In fact, all four artists included in the exhibition push the boundaries of the aesthetic by either experimenting with media, incorporating new technologies and digital realities or addressing social, political and economic issues. By pushing the limits of the known, the artists bring new ideas, perspectives, and experiences to the forefront.
Carlos Garaicoa (born 1967) is a Cuban contemporary artist, specializing in photography and installation art. Garaicoa became a prominent Cuban artist in the nineteen-nineties after a massive exodus of artists who had played a decisive role in the Cuban art movement of the nineteen-eighties. His pieces often carry social and political commentaries about life in Havana. Garaicoa's work is known to draw on post-modern theory to connect aesthetics to meaning within urban spaces and architecture.
Gerold Miller (born 1967) is a German artist based in Berlin, creating minimal and abstract visual experiences investigating the fundamental elements of painting and sculpture in an attempt to pinpoint where sculptural space ends and the painted image begins. This project sees him oscillate between image, relief, sculpture, and architecture, all radically (and precisely) reduced to a composition of colour, line, shape and form. Miller's 'paintings' utilise an aluminium or stainless steel base, coated in either matte or glossy lacquer to present finely shaded gradients and bold monochromatic tones.
Jurgen Ostarhild is a Berlin-based visual artist and photographer who uses light and code as his canvas.
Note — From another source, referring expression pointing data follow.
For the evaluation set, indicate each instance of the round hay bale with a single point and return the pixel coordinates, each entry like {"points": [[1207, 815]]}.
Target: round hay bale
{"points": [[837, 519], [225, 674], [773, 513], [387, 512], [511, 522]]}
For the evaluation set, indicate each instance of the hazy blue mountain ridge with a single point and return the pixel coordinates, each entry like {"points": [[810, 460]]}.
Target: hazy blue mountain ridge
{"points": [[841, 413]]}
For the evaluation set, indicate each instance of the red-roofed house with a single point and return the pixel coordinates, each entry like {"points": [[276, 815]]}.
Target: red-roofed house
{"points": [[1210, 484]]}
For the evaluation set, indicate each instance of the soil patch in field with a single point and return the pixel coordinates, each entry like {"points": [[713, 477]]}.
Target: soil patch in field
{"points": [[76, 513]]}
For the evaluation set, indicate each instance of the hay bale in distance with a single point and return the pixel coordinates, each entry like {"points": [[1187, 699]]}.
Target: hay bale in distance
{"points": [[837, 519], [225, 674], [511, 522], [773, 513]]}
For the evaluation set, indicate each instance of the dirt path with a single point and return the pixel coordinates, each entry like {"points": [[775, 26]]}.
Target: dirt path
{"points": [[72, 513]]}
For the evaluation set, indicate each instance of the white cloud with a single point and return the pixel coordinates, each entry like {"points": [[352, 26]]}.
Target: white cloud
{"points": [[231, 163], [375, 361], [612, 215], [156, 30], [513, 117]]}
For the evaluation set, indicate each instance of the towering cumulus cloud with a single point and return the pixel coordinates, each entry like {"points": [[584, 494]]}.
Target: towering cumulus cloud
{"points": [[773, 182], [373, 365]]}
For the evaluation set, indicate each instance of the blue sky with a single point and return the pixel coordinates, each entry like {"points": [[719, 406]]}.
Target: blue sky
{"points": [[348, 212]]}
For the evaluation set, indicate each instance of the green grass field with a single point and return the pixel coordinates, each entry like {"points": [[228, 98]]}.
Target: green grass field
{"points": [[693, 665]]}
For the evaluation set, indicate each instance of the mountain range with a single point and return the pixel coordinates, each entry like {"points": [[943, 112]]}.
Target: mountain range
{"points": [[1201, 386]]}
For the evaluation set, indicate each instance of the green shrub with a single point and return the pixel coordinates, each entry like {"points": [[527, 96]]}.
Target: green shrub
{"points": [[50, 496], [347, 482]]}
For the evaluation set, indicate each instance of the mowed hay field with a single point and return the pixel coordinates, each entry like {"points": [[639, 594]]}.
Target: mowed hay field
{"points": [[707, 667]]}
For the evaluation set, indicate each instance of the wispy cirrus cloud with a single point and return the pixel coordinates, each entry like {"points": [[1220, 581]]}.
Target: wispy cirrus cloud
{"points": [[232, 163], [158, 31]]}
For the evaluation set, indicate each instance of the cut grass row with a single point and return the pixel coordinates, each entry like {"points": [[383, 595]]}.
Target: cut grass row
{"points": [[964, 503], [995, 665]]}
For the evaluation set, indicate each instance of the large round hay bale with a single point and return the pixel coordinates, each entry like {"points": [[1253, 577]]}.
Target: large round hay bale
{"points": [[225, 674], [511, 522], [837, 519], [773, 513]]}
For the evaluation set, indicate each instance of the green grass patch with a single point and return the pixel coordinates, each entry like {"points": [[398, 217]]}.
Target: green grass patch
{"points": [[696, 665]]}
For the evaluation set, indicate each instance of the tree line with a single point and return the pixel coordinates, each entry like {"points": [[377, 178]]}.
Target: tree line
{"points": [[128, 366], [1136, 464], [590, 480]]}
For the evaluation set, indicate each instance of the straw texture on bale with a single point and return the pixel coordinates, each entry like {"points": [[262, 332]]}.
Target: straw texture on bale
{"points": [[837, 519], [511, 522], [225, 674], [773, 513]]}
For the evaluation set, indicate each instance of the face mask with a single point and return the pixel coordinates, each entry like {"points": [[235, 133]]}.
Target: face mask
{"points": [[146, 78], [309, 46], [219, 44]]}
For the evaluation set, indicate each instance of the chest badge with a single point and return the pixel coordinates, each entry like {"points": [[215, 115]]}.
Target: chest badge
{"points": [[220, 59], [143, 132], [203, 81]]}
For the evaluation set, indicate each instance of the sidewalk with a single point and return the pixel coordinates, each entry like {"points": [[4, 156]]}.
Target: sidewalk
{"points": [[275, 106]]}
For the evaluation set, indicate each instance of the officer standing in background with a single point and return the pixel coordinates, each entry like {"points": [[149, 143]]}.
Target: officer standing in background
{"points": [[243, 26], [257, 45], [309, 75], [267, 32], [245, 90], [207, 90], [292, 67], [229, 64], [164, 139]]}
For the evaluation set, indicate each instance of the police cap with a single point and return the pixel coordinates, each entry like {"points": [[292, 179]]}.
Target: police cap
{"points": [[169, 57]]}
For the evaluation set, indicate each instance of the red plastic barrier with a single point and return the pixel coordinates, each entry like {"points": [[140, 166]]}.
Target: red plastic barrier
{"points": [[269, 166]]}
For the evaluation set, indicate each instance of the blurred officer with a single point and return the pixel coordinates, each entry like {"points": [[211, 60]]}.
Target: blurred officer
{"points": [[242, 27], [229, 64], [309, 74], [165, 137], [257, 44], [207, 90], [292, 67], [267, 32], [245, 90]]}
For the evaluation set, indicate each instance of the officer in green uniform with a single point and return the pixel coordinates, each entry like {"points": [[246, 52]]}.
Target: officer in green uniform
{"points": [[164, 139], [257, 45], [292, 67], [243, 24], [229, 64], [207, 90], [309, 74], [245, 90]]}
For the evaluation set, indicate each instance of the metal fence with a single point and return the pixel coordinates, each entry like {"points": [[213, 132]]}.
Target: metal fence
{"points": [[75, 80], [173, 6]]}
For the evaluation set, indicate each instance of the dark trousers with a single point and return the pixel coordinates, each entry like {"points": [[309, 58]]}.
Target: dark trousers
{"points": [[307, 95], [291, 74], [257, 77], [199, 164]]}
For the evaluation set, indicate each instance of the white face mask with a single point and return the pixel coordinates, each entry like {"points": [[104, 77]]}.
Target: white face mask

He creates image automata, site-specific installations, multiples and printed artifacts to investigate the boundaries of concrete visual language in the post-photographic landscape. His current work explores distributed data networks such as public blockchains to generate real-time performances of encoded light drawing from the tradition of American color field painting and concrete art.
Yeoul Son (born 1985) who is from Seoul, South Korea, calls for a better understanding of the use, and misuse, of computer data. Son’s intention and her approach, generally is to question the reliability and accuracy of understanding and engaging with natural phenomena through data. The artist believes it is crucial to rethink the accuracy and value of data, given that it can be so easily manipulated. A priority interest in her work is to expose how technology, especially digital, affects our lives and the environment. The artist likes to parallelize digital representations of important phenomena, using publicly available datasets. She does so with the aim of showing how, in the communication paradigm, exact data can easily become a stimulus for purposefully distorted interpretations and a tool for manipulating public opinion.